At the same time a dip in the U.S. dollar, the sight of the lira moving back to 5.8 per dollar and a higher Chinese yuan also steadied emerging market currencies such as South Africa’s rand, Russia’s rouble and Mexico’s peso.

Emerging market stocks did nudge lower again, though, after they had crossed the 20-per-cent peak-to-trough threshold that defines a ‘bear’ market.
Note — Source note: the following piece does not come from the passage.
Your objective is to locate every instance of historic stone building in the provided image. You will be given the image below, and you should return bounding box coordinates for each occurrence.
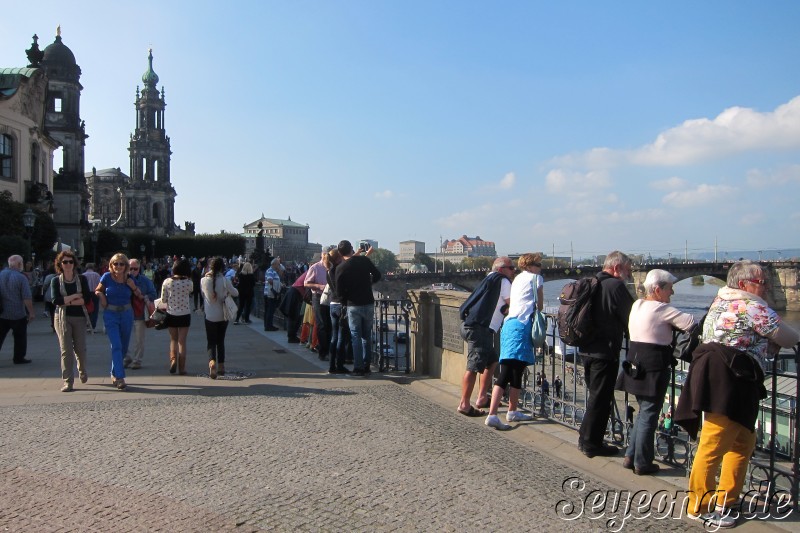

Metals markets also clawed higher, however, after copper had also entered ‘bear’ territory.

“The Chinese are heading to Washington and yuan bounced, the Qataris are heading to Ankara and the lira bounced and that has left everything else floating around really,” said Societe Generale’s global head of currency strategy Kit Juckes.

He added that it was still too early to sound the all clear around Turkey - its new finance minister and son-in-law of President Tayyip Erdogan was about to hold a global conference call - and that the broader worries were still around the extent of China’s economic slowdown.

China on Thursday said a delegation led by its vice commerce minister would travel to the United States for talks in late August at the invitation of Washington.

Hopes that it could ease trade tensions helped Chinese stocks pare losses, with both Shanghai Composite Index and Hong Kong’s Hang Seng index each down 0.8 per cent. Earlier in the day, Shanghai was down as much as 1.9 per cent while Hong Kong was off 1.7 per cent.

Japan’s Nikkei average closed 0.1 per cent lower in choppy trade, with the benchmark falling as much as 1.5 per cent before a brief swing into positive territory on China news.

The euro rose 0.2 per cent from a 13-1/2 month low and the offshore Chinese yuan gained 0.8 percent following the Sino-U.S. trade talk news.

“The news (of the China-U.S. trade talks) triggered short-covering but I think fundamentally it is of limited significance,” said Yasuo Sakuma, chief investment officer at Libra Investments.

He said Turkey’s market swings reflect the fact that it is one of the more vulnerable parts of the global economy at this stage in the interest rate cycle, as the Federal Reserve seeks to normalise U.S. monetary policy.

VIDEO GAME NASTY

However, Sakuma noted there were arguably larger risks for investors, such as the weak earnings from Tencent Holdings. .

The Chinese tech giant reported its first quarterly profit fall in nearly 13 years on weak gaming revenue. It holds a 40 percent stake in the U.S. firm that makes cult game Fortnite. While that may be booming, China’s regulator this week has signalled it is clamping down on some of these types of games.

That had knocked other Asian tech firms with South Korea’s Samsung Electronics, Asia’s third largest firm by market capitalisation, down to a one-year low.

Back in Europe, Italy’s stock market sank 1.6 percent to its lowest level since April 2017 as motorway operator Atlantia fell 20 percent. The Italian government said it could be heavily fined or stripped of its contracts following the deadly collapse of a bridge in Genoa.

Though metals strengthened, oil prices were also left flat after data showed a surprise weekly increase in U.S. crude stockpiles, compounding worries about a weaker global economic growth.

Brent was at just over $71 a barrel and U.S. crude oil last stood at $65.17, having fallen to two-month lows of $64.42, following Wednesday’s 3.2 percent fall.

On the bond market, the tentative recovery in risk appetite also saw yields on German Bunds and U.S. Treasury, regarded as safe investments in times of trouble, nudge up.

“The overnight news that the Chinese are sending a delegation to the U.S. is helping support risk sentiment,” said ING strategist Martin van Vliet.